Formula 1 motorsporlarının zirvesiyse o zirvede Ferrari’nin yanında oturan da McLaren’dır. Başarılı bir motorsporları takımı olmak büyük bir emek ve devasa bir bütçenin varlığını gerektirir ve bunlarla yapılabilecek yan işler de elbette bulunabilir. Mesela süper spor otomobiller üretmek.

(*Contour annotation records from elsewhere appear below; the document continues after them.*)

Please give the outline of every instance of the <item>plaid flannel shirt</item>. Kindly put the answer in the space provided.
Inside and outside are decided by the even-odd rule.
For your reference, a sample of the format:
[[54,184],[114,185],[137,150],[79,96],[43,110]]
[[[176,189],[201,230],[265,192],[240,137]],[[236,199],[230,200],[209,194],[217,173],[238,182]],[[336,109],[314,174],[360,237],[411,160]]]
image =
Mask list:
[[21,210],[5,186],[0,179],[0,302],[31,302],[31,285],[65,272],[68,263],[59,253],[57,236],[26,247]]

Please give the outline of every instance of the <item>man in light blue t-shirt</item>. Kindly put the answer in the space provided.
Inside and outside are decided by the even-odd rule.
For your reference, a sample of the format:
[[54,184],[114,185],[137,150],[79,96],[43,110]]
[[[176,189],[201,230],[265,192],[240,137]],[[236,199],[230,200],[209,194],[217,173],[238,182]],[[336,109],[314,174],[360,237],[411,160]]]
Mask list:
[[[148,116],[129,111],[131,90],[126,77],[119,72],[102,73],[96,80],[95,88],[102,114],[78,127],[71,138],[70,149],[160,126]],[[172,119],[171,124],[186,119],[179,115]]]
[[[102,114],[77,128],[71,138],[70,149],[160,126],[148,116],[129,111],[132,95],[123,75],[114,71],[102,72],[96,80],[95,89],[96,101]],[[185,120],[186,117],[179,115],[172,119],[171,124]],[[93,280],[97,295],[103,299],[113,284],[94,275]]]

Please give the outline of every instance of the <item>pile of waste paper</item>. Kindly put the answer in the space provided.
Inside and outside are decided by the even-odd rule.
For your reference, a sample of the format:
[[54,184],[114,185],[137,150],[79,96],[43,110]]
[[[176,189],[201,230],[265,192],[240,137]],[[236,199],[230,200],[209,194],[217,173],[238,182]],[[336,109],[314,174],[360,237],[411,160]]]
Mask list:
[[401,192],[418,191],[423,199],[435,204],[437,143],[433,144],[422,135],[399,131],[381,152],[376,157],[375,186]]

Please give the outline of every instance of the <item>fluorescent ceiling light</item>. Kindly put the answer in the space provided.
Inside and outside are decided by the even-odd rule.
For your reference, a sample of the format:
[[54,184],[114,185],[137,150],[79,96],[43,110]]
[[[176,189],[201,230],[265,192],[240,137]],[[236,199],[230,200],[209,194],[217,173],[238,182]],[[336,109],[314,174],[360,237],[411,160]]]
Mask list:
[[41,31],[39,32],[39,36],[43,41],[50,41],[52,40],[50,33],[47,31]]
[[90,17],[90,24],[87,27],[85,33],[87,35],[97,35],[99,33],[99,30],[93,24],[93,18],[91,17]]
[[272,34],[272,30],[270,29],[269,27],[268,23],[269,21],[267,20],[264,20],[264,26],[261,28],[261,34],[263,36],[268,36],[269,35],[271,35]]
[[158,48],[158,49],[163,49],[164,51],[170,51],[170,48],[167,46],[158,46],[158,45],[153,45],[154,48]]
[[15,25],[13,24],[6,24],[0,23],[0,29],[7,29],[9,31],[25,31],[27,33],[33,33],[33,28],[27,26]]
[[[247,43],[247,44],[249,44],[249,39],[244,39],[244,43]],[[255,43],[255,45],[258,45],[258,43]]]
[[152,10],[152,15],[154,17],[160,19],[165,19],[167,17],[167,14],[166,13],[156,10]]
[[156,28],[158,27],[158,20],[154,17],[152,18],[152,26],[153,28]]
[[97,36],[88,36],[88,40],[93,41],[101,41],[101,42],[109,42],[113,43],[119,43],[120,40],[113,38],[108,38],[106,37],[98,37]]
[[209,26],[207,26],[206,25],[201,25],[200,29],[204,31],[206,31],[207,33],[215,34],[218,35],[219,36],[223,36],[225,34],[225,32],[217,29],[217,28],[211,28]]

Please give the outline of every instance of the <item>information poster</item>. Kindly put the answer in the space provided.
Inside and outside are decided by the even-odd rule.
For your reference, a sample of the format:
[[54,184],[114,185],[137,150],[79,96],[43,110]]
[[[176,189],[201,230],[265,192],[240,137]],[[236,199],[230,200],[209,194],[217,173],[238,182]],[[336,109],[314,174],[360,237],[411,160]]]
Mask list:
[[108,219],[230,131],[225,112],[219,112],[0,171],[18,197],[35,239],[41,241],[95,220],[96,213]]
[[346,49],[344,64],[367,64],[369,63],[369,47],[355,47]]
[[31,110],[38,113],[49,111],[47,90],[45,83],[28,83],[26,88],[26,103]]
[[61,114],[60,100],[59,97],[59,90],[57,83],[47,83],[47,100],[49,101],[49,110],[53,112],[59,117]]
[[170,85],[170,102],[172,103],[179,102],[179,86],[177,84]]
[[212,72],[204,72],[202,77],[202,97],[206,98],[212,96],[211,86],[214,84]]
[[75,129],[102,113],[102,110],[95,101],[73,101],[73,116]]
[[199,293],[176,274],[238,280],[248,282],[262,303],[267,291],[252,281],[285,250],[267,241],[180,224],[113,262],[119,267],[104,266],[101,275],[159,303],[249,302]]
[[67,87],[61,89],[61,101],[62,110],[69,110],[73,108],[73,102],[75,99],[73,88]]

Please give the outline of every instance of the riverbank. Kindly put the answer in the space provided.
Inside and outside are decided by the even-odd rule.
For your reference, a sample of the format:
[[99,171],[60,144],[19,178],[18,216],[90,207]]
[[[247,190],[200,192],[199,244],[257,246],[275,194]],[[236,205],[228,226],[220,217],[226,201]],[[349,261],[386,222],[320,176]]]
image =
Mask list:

McLaren’ın yol otomobilleri BMW motoru kullandığı McLaren F1 ile tüm zamanların efsaneleri arasında yer alıp, gelişiminde ortak çalıştığı ve Mercedes için ürettiği SLR ile tartışmalı bir noktaya geldi. MP4-12C gibi anlamsız ve sevgisiz bir ada sahip olan modelse McLaren’ın seri üretim yol sporcularının başlangıcını temsil etti. Sonuçta onun izinde giden bir dizi model yeni nesil olmak yerine iyileştirmelere sahipmiş gibi yollara döküldü. Bu arada McLaren F1’in gerçek varisi olan P1 ortalığı kasıp kavurdu. Sonuçta bugün McLaren yol otomobillerinin ikinci dönüm noktasındayız: 720S McLaren’ın yeni yüzü ve ailenin kaynak modeli olacak.

Bir McLaren modeli olarak doğal bir şekilde abartılı teknolojiden faydalanan 720S 1283 kg’lık kuru ağırlığa sahip. Bunun için karbon-fiber şasi kullanılmış. Düşük boş ağırlıktan en çok fayda sağlayan doğal olarak yüksek performans üretmek konusunda üzerinde bolca yük bulunan motor. 4,0 litrelik V8, bir çift turboyla aşırı beslenerek 720 HP güç ve 770 Nm tork üretiyor. Hesabı yapmak o kadar da zor değil, ton başına düşen güç tam 561 HP.

Bu değerin bir sonucu olarak 2,9 saniyelik 0-100 km/s hızlanma ve 341 km/s’lik maksimum hız elde ediliyor. Bu kadar yüksek performansın yola sağlıklı bir şekilde aktarılması için aktif yönlendiricilerle karmaşık bir aerodinamik ortam yaratılmış ve McLaren’ın proaktif şasisiyle birleştirilmiş. Tabii bunlar bir süper sporcudan beklenenlerin sadece bir kısmı. McLaren’ın iddiasına göre kabin hiç olmadığı kadar konforlu ve geniş görüş açılarıyla da kullanışlı imiş. İki farklı konumda kullanılabilen gösterge tablosu ya da büyük dokunmatik ekran üzerinden yapılabilen ayarlar gibi teknolojik dokunuşlar unutulmamış.